We can print moon rock now

Stanford University has found a way to use 3D scanning and printing to study rocks that we cannot possibly hold in our hands. Their research has been published in the journal, Science.

It’s a relatively simple concept in truth, but Stanford University still deserves the credit for putting it into action. Using remote 3D imaging obtained by drones or even long distance scanners, the team has found that we can print the rock samples back in the lab.

That means that if the rocks are in the mouth of an active volcano, on the sea bed or on the surface of Mars, we can make an approximation from the comfort of a lab.

It’s limited right now

Obviously the technique is limited. A PLA replica won’t tell us everything. In terms of space exploration, though, it could save a fortune as recreating the rocks on Earth could highlight the most significant specimens to bring back for further analysis.

“You could use 3D printed digital rock models to screen and select the most scientifically interesting samples to return to Earth for research,” says Tiziana Vanorio, Assistant Professor of Geophysics at Stanford’s School of Earth, Energy & Environmental Sciences. “Our study provides a first step in that direction.”

Lessons in bulk

As scanners and printers improve, though, we can learn a great deal about the rock from its basic structure. A model can show the ‘bulk’ properties that include permeability and porosity. This can inform the scientists about the physical properties of the rocks and provide clues surrounding its formation.

The research team can make subtle changes to the structure, too, and see what difference this makes to subsequent tests. This gives them an insight into why particular rocks formed and can help them reverse engineer geological problem areas.

“The advent of modern 3D printing provides an unprecedented opportunity to link the micro and macro scales by combining the strengths of both digital and laboratory experiments,” Vanorio said. “3D printing allows us to digitally manipulate changes at the pore scale and then print the rock at the scale that is suitable for laboratory tests.”

Geologists have used 3D printing before

This isn’t the first time geology and 3D printing have come together. But until now the scientists have largely used printers to enlarge small structural details to allow them to visualize structures more effectively.

“Nobody else has done what we did,” said Dulcie Head, a Stanford PhD student. “We digitally modified parts of a natural rock microstructure and then physically measure in a laboratory how these changes affect fluid flow in the rock.”
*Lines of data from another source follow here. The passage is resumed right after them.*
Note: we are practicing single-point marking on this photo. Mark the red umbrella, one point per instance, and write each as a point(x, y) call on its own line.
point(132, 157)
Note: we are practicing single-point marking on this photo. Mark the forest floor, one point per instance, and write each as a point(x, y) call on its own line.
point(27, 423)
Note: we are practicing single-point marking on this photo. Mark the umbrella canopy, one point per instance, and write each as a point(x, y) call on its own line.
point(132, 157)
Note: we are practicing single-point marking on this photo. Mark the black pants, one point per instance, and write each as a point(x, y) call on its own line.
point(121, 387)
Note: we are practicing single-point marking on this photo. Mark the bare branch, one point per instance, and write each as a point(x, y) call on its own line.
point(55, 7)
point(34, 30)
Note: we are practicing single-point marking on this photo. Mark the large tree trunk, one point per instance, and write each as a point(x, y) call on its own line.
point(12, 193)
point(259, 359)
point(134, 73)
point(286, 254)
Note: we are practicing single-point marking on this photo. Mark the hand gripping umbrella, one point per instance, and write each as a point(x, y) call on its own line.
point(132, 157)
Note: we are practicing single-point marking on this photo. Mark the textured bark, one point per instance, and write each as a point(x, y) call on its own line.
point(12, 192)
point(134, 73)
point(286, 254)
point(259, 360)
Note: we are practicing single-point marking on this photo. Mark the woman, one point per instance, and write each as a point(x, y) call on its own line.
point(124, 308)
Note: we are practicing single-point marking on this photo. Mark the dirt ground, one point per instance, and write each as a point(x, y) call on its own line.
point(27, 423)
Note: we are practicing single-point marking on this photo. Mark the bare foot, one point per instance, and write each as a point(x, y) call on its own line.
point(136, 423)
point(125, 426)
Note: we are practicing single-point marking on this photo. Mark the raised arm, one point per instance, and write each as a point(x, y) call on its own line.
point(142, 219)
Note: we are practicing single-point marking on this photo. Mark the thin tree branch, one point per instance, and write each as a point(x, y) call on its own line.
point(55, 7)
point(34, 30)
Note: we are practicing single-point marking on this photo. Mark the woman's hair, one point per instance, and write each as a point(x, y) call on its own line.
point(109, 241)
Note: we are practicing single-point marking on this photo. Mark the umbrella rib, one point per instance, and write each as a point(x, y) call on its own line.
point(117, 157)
Vanorio was entranced by 3D printing after having a pair of custom ballet shoes created. “The company used a digital scanner and printed shoes that fit you like a glove,” said Vanorio. “Geophysicists already scan rocks, so I suddenly thought: ‘Why not print them to?’”

This was the start of a study to analyze whether a 3D printer could actually create the microscopic channels in carbonate rock after producing a perfect scan with a CAT scanner. Inevitably, the commercial grade printer produced better results when it came to tendering the small pores in the rocks.

We can learn from this

By manipulating the structure, the scientists could then prove how changes in a rock’s microstructure can affect its bulk properties, such as porosity and permeability.

By filling in the gaps in our knowledge, the research team could even produce models that help us create other models. This means that by knowing one part of the equation, we can learn a great deal about an individual rock’s structure and formation.

As 3D printing technology improves, the team might be able to work with actual synthetic rock, but for now it has to make do with metals, ceramics and plastics.